O Hospital tem relevância no campo da formação dos novos profissionais na área da saúde, disponibilizando estágio e internato para os cursos de medicina, enfermagem e técnicos de enfermagem, e assim contribui com um aprendizado mais sólido e, sobretudo, na formação de profissionais seguros. Ali funcionam 32 leitos de cirurgia geral; dez leitos para ortopedia/traumatologia; cem leitos de clínica geral e dez leitos de UTI adulto; ainda funcionam leitos de retaguarda [mostra o infográfico da Crecss-Sesau]:
O Hospital JP II demonstra toda uma estrutura de retaguarda montada e ou implementada para dar suporte ao Pronto Socorro do Estado, com um número de leitos de suporte em torno de 800 leitos. Demonstra prioridade de atendimento e organização de serviço. A quantidade de leitos é fundamental, mais o preceito fundamental na organização de serviços e a estruturação de funcionamento para a rotatividade de leitos, não permitindo a superlotação.
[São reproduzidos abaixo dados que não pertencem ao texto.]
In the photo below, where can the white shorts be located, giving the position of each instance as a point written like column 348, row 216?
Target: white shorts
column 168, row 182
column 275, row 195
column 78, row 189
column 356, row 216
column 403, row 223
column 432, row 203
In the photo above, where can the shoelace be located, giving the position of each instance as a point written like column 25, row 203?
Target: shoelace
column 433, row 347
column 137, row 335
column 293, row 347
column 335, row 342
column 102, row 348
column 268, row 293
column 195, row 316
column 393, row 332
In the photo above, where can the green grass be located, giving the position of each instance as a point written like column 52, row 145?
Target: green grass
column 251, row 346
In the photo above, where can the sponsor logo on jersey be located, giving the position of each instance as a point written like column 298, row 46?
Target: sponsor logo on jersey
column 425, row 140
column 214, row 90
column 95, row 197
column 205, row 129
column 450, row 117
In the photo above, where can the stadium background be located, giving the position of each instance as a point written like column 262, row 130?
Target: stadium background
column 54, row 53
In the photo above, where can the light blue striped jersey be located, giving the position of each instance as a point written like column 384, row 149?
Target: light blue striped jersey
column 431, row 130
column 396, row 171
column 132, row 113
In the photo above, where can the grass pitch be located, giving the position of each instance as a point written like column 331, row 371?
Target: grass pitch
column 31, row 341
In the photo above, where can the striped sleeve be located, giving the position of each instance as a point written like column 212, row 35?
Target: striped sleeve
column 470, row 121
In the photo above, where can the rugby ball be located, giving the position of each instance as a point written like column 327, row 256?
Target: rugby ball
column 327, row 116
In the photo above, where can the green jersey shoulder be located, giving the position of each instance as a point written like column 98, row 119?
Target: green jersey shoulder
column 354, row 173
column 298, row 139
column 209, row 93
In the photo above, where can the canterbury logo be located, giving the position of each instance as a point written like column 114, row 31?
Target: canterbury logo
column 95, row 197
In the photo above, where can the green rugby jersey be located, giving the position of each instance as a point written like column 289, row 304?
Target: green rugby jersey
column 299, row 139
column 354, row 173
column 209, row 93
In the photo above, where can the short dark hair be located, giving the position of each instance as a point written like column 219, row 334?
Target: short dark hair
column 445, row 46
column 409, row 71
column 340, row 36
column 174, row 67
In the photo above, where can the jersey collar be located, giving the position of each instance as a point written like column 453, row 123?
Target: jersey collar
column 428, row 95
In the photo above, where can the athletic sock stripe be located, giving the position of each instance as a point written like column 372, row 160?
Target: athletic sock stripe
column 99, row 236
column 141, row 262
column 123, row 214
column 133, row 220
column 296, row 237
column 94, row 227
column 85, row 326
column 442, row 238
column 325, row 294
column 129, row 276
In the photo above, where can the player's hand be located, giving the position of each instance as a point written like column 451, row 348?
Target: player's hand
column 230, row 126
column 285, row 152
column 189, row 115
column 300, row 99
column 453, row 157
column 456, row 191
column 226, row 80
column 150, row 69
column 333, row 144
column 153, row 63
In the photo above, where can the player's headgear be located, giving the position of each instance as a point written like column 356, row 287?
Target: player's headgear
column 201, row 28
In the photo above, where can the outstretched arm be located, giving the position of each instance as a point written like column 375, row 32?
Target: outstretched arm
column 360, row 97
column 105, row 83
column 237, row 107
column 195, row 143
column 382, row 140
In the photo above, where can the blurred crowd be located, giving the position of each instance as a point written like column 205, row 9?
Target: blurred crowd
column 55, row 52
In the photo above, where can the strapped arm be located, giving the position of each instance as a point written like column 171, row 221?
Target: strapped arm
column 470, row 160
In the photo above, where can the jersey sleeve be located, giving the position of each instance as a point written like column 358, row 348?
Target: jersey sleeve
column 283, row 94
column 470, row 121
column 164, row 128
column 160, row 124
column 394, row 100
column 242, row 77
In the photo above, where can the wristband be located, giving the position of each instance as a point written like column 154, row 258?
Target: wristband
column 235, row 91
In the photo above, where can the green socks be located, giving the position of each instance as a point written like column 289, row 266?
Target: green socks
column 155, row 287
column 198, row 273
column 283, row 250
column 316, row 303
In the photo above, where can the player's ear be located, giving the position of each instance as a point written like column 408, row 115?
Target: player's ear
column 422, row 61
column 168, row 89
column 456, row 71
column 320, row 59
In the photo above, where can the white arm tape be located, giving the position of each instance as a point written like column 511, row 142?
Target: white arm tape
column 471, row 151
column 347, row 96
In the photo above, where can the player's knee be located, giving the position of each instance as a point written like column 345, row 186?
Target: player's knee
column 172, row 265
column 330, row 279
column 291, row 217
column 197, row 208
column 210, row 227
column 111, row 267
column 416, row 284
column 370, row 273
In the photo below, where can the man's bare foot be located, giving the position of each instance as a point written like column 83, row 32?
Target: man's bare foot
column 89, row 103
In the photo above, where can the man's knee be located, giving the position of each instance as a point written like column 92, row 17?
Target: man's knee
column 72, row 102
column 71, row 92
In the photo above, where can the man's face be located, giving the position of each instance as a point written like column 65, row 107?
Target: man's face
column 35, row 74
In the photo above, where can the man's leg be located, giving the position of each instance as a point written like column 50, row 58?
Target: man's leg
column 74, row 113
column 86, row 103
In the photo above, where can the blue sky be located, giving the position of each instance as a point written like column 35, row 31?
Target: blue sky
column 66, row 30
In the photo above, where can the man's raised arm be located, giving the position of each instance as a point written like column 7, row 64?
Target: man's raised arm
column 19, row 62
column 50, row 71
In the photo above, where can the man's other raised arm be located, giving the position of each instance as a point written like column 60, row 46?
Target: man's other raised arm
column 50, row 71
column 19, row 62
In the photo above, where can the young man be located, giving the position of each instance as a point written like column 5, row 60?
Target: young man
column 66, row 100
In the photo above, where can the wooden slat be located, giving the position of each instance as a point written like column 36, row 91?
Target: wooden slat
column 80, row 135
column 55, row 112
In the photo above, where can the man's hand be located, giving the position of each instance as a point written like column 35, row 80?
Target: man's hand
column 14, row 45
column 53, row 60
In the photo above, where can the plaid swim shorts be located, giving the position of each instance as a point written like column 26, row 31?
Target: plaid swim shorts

O que acontece com o HEURO, que ainda não começou depois de tanta expectativa?
A decisão de governo em modificar o projeto analisado e aprovado pelo Tribunal de Contas do Estado de Rondônia foi unilateral. O Tribunal de Contas havia supervisionado e finalmente aprovava uma nova licitação de 259 leitos, com todos os registros de mais de 1.200 cotações de preços realizadas, com todos os projetos complementares especiais, entre eles: ar-condicionado, elevadores, sistema elétrico, equipamentos anti-incêndio, e Relatório de Impacto de Trânsito. O corpo técnico de engenheiros do tribunal firmou a decisão da relatoria do conselheiro Valdivino Crispim no valor, em 2017, de R$ 78 milhões para a construção remanescente iniciada no terreno desapropriado ao lado do Hospital Infantil Cosme e Damião.

Agora, o senador Confúcio prossegue seu apoio à saúde desde Brasília…
Pelos relatos do doutor Confúcio, suas emendas em prol da saúde em Rondônia totalizaram até o momento R$ 99,8 milhões, volume bem superior às demais áreas nas quais ele segue atuando muito bem e faz jus à confiança que seus eleitores lhe manifestaram. Ele obteve para a educação R$ 25,6 milhões, e R$ 28,4 milhões para tecnologia, incluindo os pontos Gesacs no valor de R$ 1,65 milhão em áreas remotas. Gesac é o Programa Governo Eletrônico – Serviço de Atendimento ao Cidadão, do Governo Federal.

O livro livro se chama Perfil Epidemiológico do Câncer, que serve de base para o planejamento de políticas públicas de saúde para combate e prevenção ao câncer em Rondônia. Além de Soraya, pesquisaram o tema os profissionais Carlos Alberto Paraguassu-Chaves (doutor e Pós-Doutor em Ciências da Saúde), Ene Glória da Silveira (doutor em Geociências e Meio Ambiente e pós-doutor em Geologia Regional), e Laércio Cruz Beleza (médico ginecologista e obstetra).